Ich habe jetzt noch ein paar Renaturierungsbeispiele mit dabei, um zu zeigen, was in Salzburg in den letzten zehn Jahren so alles passiert ist (Bundes­rat Schennach: Zufällig! – Heiterkeit bei SPÖ und Grünen):

Streuwiesenrenaturierung Adneter Moor: 2 Hektar Wiederherstellung, Rena­turierung; Salzacher und Antheringer Au: Renaturierung von 520 Hektar Salzach und zugehörigem Auwaldökosystem; Renaturierung des Hochmoors im Naturschutzgebiet Blinklingmoos in Strobl: 20 Hektar; Naturschutzge­biet Egelseen, Mattsee, Schleedorf: 1,5 Hektar; die Enns bei Mandling, Fluss mit Auwaldstreifen: ein halber Hektar; Erstpflege ökologisch hochwertiger Flächen seit über zehn Jahren, Flachgau und Tennengau: 20 Hektar Wiederher­stellung von brachgefallenen Mager- und Feuchtwiesen; Naturschutz­gebiet Fuschlseemoor, Thalgau und in Hof: 1 Hektar Rückführung von Fichten­forst in Streuwiese; Neuanlage artenreicher Wiesen und Blühflächen mit gebietseigenem Saatgut, eine landesweite Aktion (Bundesrat Schennach: Sehr gut!), landesweit 35 Projekte: 245 Hektar (Bundesrat Schennach: Wo ist das Saatgut? – Bundesrätin Schumann: Das Letzte habe ich jetzt nicht mitgekriegt! – Ruf bei der SPÖ: Ich auch nicht! – Heiterkeit bei der SPÖ); Renaturierung von Niedermoorwiesen und Fließgewässern in der Haider Senke; Renaturierung Mandlinger Moor: 19 Hektar Hochmoor, Übergangsmoor; Renaturierung von Feuchtwiesen im Oichtental: 3 Hektar; weiche Ufer Salzach, Sankt George­ner Au: 4,2 Hektar, Flusskilometer mit Auwald; Renaturierung eines Feuchtwiesenkomplexes in Sankt Martin: 2 Hektar; Wiederherstellung eines degradierten Feuchtgebietskomplexes zur Förderung einer bedrohten Schmetterlingsart (Unruhe im Saal – Vizepräsident Ebner gibt das Glockenzeichen); Initiative Streuobst: 125 Hektar; Renaturierung Naturschutzgebiet Ur­sprung der Mur: 16 Hektar; Renaturierung Hochmoor Weidmoos: 3 Hektar; Life-Projekt Salzachauen: 127 Hektar; Renaturierung der Weitwörther Au: 37 Hektar, und so weiter und so fort (Beifall bei ÖVP, SPÖ und Grünen sowie Bra­voruf des Bundesrates Schreuder), insgesamt 1 200 Hektar, zum Teil in Arbeit, zum Teil fertiggestellt und zum Teil in Planung.

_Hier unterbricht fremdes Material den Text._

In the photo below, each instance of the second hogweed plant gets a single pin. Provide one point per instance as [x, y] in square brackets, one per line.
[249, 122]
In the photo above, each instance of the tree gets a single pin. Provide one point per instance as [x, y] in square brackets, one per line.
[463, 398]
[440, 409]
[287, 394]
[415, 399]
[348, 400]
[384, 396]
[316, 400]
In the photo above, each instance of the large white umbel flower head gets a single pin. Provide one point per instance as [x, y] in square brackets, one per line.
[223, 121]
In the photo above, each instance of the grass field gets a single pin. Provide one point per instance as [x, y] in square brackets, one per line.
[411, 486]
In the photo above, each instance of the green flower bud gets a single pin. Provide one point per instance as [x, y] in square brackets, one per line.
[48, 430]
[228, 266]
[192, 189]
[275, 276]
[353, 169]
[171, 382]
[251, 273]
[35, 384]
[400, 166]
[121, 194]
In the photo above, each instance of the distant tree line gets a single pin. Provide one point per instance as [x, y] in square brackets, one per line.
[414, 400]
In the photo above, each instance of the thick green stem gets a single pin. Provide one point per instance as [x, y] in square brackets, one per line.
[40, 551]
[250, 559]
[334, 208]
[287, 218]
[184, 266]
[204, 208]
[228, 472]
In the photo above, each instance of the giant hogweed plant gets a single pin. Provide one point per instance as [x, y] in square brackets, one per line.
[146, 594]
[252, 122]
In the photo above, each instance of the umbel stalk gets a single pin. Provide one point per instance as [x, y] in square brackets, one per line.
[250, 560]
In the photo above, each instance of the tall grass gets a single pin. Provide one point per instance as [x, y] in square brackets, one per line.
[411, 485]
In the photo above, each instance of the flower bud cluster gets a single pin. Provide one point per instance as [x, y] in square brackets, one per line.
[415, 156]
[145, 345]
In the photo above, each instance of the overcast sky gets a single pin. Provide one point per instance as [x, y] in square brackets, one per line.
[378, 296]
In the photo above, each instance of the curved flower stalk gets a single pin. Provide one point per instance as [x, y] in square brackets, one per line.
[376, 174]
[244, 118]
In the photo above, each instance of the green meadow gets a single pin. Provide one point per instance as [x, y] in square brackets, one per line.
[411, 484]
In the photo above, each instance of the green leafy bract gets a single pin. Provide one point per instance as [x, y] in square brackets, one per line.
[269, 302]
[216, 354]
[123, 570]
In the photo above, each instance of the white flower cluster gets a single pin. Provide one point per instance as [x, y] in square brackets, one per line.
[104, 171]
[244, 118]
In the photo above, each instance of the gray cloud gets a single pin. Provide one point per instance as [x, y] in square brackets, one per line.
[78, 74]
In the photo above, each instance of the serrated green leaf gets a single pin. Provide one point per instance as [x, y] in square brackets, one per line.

Ich möchte dies deshalb so hervorheben, weil man sieht: Es geht ohne Wien, es geht ohne Brüssel, weil es, wenn man es im Land selber in die Hand nimmt, trotzdem funktioniert. Ich möchte damit beweisen, dass uns der Na­turschutz, der Umweltschutz sehr viel wert ist. (Beifall bei der ÖVP.)

Jetzt noch ein paar Fakten zum Renaturierungsgesetz, das in Luxem­burg beschlossen worden ist (allgemeine Heiterkeit – Zwischenruf der Bundesrätin Doppler – Vizepräsident Ebner gibt neuerlich das Glockenzeichen): Das ist ein Eingriff in die Grund- und Freiheitsrechte. Die jungen Leute, die die Betriebe übernehmen, haben Pläne, die wollen den Betrieb führen. Denen nimmt man den Gestaltungsspielraum, den sie gerne hätten. Die sind alle sensibilisiert, dass sie ihre Betriebe artgerecht und nachhaltig bewirtschaften.

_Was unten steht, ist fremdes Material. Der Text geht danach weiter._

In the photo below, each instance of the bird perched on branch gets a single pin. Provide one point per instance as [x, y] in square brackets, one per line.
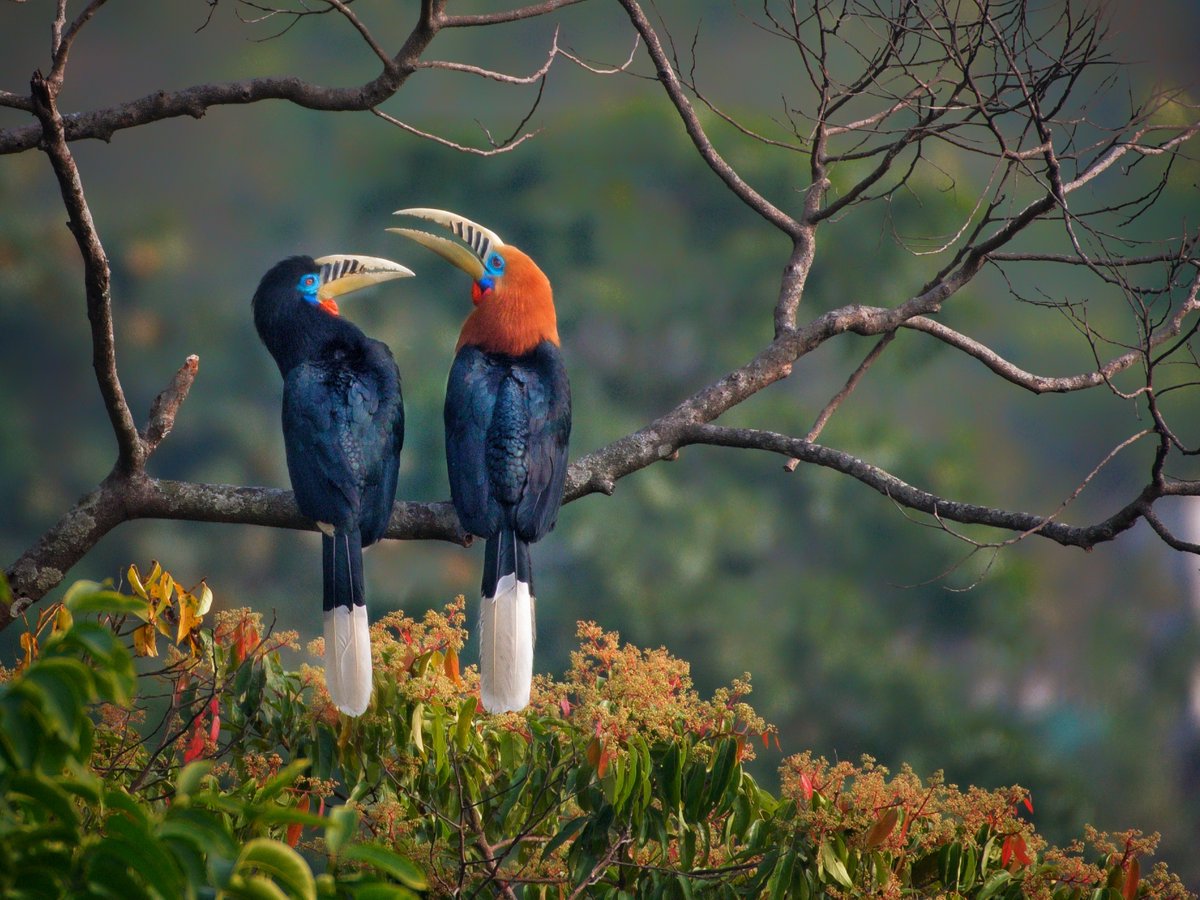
[508, 419]
[343, 427]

Das Nächste ist der Eingriff ins Eigentum. (Unruhe im Saal.)

Vizepräsident Mag. Franz Ebner: Liebe Damen und Herren! Ich weiß, es ist schon spät, aber ich bitte um etwas Ruhe im Saal. Lassen wir auch Bundesrat Gfrerer die ihm gebührende Aufmerksamkeit zukommen!

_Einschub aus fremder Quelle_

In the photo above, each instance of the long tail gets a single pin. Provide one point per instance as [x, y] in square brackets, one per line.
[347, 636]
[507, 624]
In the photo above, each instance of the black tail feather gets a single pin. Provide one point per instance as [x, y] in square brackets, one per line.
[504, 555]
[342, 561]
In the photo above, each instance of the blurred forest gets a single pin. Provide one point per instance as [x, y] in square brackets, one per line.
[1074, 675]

Bundesrat Silvester Gfrerer (fortsetzend): Das ist eine Maßnahme, die uns zurückführt in eine Knechtschaft, in der wir abhängig sind von Richtlinien, von Bürokratie, von Rahmenbedingungen und Gesetzen, die in der Praxis zum großen Teil höchstwahrscheinlich nicht umsetzbar sind. Und wenn wir etwas umsetzen, bekommen wir eine Entschädigung? – Wahr­scheinlich je nach Maßnahme pro Hektar so viel, dass es zum Leben zu wenig ist und zum Sterben zu viel. (Bundesrat Schennach: Bei den bäuerlichen Förderungen ...!)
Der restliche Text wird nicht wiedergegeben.